Siek took her daughter to an educational psychologist, who asked to see examples of her daughter’s handwriting since she started writing.
“As I was sifting through all of her writing samples and categorizing them by timeframe in each grade, it occurred to me this is what her teachers needed to see,” Siek says. “Teachers typically teach a child for a year before handing them off to the next teacher. This handoff each year is critical for children, especially for those with reading, cognitive, or developmental disabilities. How long has Jaimie been struggling writing b, p, q, d? A teacher does not have time to look through a binder to trace back every instance of b, p, q, d for every child in their class.
“When teachers want to assess the child on their own, they are relying on their own memory during those first few months of school to see if there are issues (on top of learning about each child, teaching an intense curriculum, etc.). But what if computer could automate this? What if as a teacher graded, a system could notify the teacher that Jaimie has been struggling with these letters in every assignment since kindergarten? Then the student may be able to get help sooner.”

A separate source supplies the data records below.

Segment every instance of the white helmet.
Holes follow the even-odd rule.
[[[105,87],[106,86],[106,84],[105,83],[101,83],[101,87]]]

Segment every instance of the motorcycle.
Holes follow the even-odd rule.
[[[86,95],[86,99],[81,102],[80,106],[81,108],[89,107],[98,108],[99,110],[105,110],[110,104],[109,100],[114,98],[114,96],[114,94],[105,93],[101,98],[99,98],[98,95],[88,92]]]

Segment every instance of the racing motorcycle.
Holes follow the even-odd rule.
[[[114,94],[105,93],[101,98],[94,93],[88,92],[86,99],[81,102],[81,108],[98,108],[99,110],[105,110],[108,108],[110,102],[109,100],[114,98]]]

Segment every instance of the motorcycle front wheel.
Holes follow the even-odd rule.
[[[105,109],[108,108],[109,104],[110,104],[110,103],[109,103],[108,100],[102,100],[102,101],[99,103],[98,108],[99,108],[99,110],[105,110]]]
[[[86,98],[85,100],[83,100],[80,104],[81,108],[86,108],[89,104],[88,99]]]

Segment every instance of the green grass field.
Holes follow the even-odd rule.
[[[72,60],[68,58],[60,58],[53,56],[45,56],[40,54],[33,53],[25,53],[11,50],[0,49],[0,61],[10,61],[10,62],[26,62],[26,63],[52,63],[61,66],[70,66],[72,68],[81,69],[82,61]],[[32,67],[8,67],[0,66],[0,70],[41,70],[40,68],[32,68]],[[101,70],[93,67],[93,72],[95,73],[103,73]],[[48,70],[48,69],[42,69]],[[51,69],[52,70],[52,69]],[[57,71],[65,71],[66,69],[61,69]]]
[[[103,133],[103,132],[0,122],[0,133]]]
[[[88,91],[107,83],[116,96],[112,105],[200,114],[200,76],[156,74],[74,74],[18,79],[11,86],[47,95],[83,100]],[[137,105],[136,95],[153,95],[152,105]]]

Siek’s experience prompted her to suggest the project to Crandall, opening the door for Spoon to get involved.
“We were fortunate Katie decided to try it,” Siek says. “The first thing we learned is that teaching a computer how to identify a child’s handwriting is more difficult than we anticipated. Katie's research has the potential to help us identify children who may have reading and writing disabilities sooner. In Indiana, this is critical since the IREAD test is in the third grade and can impact a child’s ability to move into the fourth grade.”